16. November 2009 § Hinterlasse einen Kommentar

Ja, ich werde gerne „Verbraucher“ genannt. Ich freue mich immer, wenn das Begleitschreiben eines neu erworbenen Produkts mich „Käufer“ nennt, und wenn jemand in den Raum hineinruft „befindet sich ein Nutzer im Saal!?“ dann stehe ich auf und schreie „Hier, ich! Ich bin Nutzer! Wie kann ich Ihnen nützlich sein?“

Nutzen ist toll, seitdem die Nutzerfreude (Joy-of-use) erfunden wurde und in keiner Präsentation fehlen darf. Auf die eine oder andere Art und Weise nutze ich jeden Tag, das ist nicht neu, mit „Carpe Diem“ befahl das schon Horaz. Natürlich tue ich das nicht allein, ich habe eine Menge Mitnutzer, weshalb man mich in Zielgruppen einordnen kann. Sollte man aber nicht tun. Denn ich habe in der Postmoderne irrationales Verhalten studiert und habe das Seepferdchen im Gegen-den-Strom-schwimmen.

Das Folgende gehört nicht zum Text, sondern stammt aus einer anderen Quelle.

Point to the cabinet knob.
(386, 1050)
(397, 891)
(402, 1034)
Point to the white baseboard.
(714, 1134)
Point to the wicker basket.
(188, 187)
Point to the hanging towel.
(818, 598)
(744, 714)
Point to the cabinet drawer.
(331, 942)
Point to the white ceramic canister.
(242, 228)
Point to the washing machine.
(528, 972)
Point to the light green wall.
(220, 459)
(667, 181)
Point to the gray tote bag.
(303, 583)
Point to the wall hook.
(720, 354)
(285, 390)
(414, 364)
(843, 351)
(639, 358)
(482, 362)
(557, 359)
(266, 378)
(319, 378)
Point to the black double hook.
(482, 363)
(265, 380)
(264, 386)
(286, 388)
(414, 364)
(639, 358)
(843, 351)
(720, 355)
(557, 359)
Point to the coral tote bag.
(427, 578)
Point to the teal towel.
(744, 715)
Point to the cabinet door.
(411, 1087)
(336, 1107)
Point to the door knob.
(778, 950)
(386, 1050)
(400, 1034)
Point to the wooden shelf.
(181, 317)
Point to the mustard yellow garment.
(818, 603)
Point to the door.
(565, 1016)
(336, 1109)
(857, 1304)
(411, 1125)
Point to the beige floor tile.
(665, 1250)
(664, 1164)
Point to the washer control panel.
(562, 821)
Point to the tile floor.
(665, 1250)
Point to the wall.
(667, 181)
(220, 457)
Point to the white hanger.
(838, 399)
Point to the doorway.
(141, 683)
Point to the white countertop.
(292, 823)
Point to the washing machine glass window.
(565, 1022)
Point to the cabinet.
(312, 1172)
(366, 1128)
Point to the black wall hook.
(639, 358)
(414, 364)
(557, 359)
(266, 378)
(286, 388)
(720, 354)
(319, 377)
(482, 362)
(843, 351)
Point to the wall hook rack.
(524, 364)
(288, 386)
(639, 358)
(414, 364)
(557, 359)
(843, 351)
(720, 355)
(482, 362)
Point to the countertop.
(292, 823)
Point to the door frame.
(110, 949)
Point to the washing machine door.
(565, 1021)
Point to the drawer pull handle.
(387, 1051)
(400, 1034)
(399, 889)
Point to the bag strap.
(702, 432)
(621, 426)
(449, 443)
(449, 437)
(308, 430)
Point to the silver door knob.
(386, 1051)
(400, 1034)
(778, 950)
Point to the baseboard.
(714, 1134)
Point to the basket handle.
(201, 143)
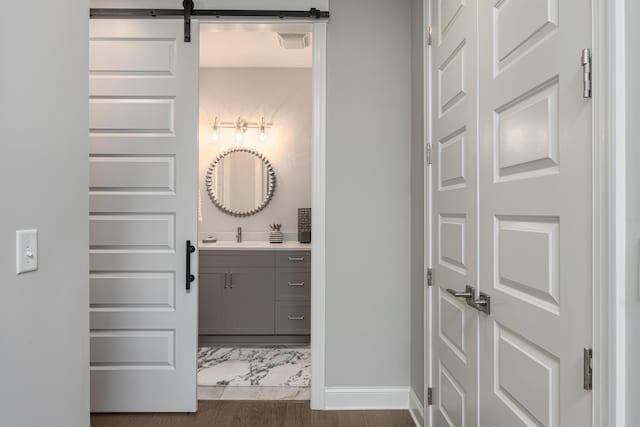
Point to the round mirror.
(241, 181)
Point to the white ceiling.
(249, 49)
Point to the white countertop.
(254, 246)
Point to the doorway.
(144, 207)
(254, 221)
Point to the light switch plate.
(26, 251)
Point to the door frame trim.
(318, 197)
(318, 212)
(609, 207)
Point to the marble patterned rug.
(254, 366)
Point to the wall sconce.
(241, 126)
(215, 135)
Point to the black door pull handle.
(190, 277)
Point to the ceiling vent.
(294, 40)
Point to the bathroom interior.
(254, 215)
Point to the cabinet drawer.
(293, 284)
(293, 259)
(224, 259)
(293, 318)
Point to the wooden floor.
(222, 413)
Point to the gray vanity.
(255, 288)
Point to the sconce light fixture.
(241, 126)
(215, 134)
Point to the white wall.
(282, 96)
(368, 193)
(633, 213)
(44, 319)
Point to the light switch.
(26, 251)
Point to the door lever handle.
(469, 293)
(190, 277)
(483, 303)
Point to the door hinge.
(588, 369)
(586, 72)
(428, 36)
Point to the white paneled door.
(512, 212)
(535, 212)
(455, 213)
(143, 111)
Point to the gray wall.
(44, 319)
(417, 200)
(633, 212)
(282, 96)
(368, 193)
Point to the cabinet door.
(249, 302)
(211, 302)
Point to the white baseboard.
(416, 409)
(337, 398)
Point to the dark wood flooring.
(223, 413)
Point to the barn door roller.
(188, 11)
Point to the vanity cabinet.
(264, 292)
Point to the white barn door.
(143, 114)
(535, 212)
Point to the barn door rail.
(188, 11)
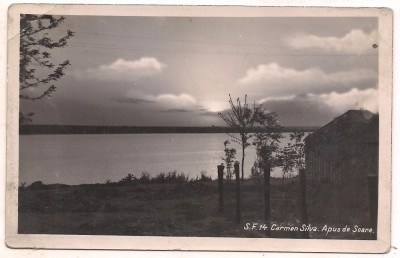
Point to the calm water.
(76, 159)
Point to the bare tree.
(35, 44)
(267, 141)
(230, 154)
(242, 119)
(292, 156)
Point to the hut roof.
(352, 126)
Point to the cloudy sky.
(179, 71)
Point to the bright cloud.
(353, 99)
(122, 69)
(279, 78)
(355, 42)
(162, 101)
(337, 102)
(176, 101)
(143, 66)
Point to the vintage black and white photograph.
(199, 126)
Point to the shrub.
(129, 179)
(144, 177)
(160, 178)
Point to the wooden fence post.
(373, 201)
(303, 203)
(238, 210)
(221, 187)
(267, 187)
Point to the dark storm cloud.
(301, 111)
(132, 100)
(176, 110)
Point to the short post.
(303, 201)
(373, 201)
(267, 186)
(238, 211)
(221, 187)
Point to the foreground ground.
(183, 209)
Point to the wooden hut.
(344, 150)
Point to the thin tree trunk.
(243, 147)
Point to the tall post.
(303, 196)
(373, 201)
(238, 211)
(221, 187)
(267, 186)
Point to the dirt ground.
(184, 209)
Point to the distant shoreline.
(82, 129)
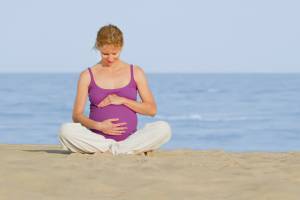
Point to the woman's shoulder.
(138, 73)
(85, 76)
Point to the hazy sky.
(160, 35)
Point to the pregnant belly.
(123, 113)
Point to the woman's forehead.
(109, 48)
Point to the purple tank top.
(125, 114)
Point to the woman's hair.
(109, 35)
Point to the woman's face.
(110, 54)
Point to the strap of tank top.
(131, 73)
(91, 75)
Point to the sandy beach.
(47, 172)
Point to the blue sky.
(160, 36)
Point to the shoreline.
(34, 171)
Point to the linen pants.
(77, 138)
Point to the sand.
(46, 172)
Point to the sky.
(161, 36)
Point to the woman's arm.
(148, 105)
(80, 101)
(107, 126)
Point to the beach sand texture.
(47, 172)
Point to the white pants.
(77, 138)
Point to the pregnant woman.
(112, 86)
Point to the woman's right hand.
(110, 128)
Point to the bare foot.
(148, 153)
(102, 153)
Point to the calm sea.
(233, 112)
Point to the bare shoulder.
(138, 73)
(84, 77)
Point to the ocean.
(230, 112)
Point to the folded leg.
(77, 138)
(148, 138)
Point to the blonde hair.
(109, 35)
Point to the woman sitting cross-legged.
(112, 87)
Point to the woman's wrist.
(98, 126)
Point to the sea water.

Zielgruppen: in diesen geordneten, anonymen Heerscharen dräut die Angst Adornos vor der regulierten Masse. Im individuellen Nutzer realisiert sich das Ideal des kommerziell und emotional verantwortlichen Stoppelbarts der Beck’s-Werbung. Zielgruppen fluktuieren wie Wähler, die Nutzer sind frei wie die Gedanken. Nutzer sind hübsche junge Leute, die neben dem Nutzen noch andere Hobbys und ein erfülltes Leben haben. Zielgruppen sind alle immer ausgerechnet dann in der Stadt, wenn man selber auch etwas einkaufen möchte. Nutzer kriegen süße Kinder mit netten Namen wie Max, Victor, Sophie, Katharina; Zielgruppen nennen ihren Nachwuchs Kevin und Jasmin und schicken ihn auf Problemschulen.

Bah, fürchterlich, man möchte zu keiner Zielgruppe gehören. Allein schon die Angst, dass Strategic Planner hinter der Ecke lauern können, eh dass man sich versieht gibts eins auf die Birne, und im nächsten Moment bist du unterwegs in der Zielgruppe der 30-45jährigen, mittleres Einkommen, gehobene Bildung, so weit vom schönen New Orleans im sonnigen Louisiana.

Nein, ich möchte Nutzer bleiben, autonom nutzend, souverän entscheidend, mit der Lizenz zum Spieltrieb, unabhängig von Horx und Gott und Satan, nur der intuitiven Führung mich unterwerfend und dem Bauchgefühl.